Energy sprawl is increased land use from energy production, threatening habitats; carbon-free sources can cut impacts.

  • Assesses land-use demands of energy production
  • Nuclear power offers high density and small footprints
  • Wind turbines and new transmission expand land impacts
  • Conservation and rooftop solar help limit sprawl
  • Smart siting and flexible carbon policy mitigate harm

 

A new "energy sprawl" will consume an area larger than Nebraska within 20 years without wise choices, U.S. Sen. Lamar Alexander predicted.

 

"The unintended consequences from using renewable energy to mitigate climate change could damage the environment in the name of saving the environment," he said.

Alexander spoke in Washington to a forum of 200 conservationists hosted by Resources for the Future.

The Maryville native, a member of the Senate's Environment and Public Works Committee and Chairman of the Senate Republican Conference, asked conservationists to rethink nuclear power options today.

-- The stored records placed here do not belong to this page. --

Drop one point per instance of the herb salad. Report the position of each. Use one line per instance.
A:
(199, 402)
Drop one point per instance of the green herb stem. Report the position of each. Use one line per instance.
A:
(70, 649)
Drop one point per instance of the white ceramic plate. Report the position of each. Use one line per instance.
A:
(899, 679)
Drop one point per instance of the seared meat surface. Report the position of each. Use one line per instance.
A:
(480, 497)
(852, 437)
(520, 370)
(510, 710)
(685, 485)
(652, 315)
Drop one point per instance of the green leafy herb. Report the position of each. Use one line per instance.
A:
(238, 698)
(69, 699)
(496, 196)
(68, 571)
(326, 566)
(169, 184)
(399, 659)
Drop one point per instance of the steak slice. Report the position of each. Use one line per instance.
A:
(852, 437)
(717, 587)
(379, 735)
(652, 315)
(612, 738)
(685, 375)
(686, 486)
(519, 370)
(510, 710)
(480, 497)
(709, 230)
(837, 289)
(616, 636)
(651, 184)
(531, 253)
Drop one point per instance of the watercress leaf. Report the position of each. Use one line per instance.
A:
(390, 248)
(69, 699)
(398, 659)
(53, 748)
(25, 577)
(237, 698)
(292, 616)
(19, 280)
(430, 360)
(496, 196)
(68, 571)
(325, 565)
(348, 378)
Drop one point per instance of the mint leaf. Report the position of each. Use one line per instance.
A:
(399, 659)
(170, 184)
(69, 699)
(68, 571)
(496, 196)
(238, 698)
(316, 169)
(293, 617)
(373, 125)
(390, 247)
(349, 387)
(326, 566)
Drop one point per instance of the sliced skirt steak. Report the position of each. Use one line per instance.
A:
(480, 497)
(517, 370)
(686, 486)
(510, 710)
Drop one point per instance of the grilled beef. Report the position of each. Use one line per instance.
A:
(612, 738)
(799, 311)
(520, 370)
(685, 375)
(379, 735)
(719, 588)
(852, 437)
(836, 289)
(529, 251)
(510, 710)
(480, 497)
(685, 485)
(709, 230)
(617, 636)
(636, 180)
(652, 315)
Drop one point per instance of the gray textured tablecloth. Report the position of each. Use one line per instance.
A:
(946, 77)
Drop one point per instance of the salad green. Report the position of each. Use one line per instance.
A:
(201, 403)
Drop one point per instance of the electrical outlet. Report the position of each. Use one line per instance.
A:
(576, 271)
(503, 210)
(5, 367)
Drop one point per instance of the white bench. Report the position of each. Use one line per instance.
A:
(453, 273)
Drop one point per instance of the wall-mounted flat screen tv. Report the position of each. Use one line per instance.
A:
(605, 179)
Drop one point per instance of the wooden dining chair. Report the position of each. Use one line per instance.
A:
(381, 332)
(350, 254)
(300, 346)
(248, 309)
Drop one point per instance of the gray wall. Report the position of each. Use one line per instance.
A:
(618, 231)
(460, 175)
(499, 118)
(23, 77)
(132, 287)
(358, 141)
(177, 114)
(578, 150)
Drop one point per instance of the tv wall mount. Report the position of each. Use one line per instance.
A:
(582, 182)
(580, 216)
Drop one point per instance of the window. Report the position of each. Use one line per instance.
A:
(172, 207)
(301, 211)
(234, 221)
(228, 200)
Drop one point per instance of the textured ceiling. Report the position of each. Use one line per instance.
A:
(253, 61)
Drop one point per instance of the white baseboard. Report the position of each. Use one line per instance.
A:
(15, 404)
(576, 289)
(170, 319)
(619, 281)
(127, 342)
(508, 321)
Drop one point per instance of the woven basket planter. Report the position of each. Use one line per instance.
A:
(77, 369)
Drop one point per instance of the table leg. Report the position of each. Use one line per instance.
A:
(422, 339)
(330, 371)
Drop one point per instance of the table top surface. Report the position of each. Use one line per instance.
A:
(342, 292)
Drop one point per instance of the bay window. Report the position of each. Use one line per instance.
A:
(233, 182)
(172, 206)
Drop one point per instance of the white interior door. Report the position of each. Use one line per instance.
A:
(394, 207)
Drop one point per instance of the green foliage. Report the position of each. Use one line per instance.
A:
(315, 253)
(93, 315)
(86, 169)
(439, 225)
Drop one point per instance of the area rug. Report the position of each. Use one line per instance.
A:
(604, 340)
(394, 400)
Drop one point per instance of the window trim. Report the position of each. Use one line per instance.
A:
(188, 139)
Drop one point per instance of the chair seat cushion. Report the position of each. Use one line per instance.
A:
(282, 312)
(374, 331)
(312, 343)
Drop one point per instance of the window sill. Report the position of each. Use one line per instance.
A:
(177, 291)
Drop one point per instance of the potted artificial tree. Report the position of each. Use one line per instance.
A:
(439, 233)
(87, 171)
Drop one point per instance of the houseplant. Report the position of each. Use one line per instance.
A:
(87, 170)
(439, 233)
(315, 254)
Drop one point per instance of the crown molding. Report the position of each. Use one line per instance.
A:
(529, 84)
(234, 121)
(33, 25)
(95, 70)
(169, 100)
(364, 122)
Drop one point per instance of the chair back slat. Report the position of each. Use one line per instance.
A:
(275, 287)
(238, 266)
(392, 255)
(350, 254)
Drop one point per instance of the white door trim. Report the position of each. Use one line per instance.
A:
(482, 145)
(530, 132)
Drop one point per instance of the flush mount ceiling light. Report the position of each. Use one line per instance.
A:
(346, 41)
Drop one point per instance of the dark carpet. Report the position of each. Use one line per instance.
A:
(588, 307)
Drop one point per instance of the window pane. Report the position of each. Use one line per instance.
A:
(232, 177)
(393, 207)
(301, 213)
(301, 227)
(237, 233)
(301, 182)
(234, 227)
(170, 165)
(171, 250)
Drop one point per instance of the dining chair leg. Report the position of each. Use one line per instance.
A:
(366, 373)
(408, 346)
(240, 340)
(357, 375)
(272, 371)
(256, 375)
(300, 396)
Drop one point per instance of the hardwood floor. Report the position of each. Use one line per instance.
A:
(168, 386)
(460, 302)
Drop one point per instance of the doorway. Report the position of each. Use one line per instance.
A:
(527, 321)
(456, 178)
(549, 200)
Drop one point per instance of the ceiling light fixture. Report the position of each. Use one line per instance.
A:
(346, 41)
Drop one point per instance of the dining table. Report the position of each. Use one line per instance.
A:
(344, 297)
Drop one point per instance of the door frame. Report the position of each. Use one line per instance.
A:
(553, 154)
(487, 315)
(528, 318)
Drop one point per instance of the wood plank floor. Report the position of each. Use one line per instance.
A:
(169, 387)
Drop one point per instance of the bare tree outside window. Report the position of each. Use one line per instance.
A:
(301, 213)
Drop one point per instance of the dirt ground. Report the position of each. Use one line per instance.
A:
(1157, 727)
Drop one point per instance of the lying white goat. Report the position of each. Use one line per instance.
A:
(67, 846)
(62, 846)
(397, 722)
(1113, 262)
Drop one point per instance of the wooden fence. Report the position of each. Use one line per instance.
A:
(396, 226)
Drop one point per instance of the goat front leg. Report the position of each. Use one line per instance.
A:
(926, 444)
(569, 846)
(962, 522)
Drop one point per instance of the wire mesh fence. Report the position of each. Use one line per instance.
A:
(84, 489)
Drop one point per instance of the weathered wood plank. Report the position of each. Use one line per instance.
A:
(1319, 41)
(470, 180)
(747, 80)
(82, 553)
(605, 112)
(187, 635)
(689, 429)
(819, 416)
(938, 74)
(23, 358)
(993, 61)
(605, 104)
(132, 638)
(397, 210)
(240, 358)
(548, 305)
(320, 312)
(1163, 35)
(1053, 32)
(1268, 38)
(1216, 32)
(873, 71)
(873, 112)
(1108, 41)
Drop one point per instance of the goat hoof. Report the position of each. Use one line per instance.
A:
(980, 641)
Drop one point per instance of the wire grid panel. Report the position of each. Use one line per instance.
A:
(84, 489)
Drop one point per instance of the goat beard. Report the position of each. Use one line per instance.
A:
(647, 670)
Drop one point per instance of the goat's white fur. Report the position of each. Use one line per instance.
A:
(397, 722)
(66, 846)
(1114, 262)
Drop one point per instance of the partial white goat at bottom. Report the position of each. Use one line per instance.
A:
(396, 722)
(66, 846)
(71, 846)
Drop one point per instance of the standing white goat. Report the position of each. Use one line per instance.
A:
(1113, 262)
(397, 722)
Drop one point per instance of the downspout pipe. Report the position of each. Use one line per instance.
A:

He said nuclear power can produce "the largest amounts of low-cost, reliable, carbon-free electricity while being least intrusive to the environment."

Alexander cited a Nature Conservancy scientific paper published in August entitled, "Energy Sprawl or Energy Efficiency: Climate Policy Impacts on Natural Habitat for the United States of America," which the senator said "should serve as a Paul Revere ride for the coming renewable energy sprawl."

He said that the report's suggestions for mitigating the damaging side effects of sprawl include increasing energy conservation, putting solar panels on existing rooftops, making carbon regulation flexible enough to allow all forms of carbon-free energy production, meeting clean energy goals nationwide, and appropriately siting new energy installations.

The senator said a major insight of the report is that some forms of carbon-free electricity production consume much less land than others.

For example, he said that the nation could produce 20 percent of America's electricity from carbon-free sources either by putting 100 nuclear reactors on 100 square miles, or 186,000 wind turbines on 25,000 square miles.

Alexander added that the wind turbines would also need up to 19,000 miles of new transmission lines to carry electricity from remote to populated areas, even as renewable growth slowed during the recession.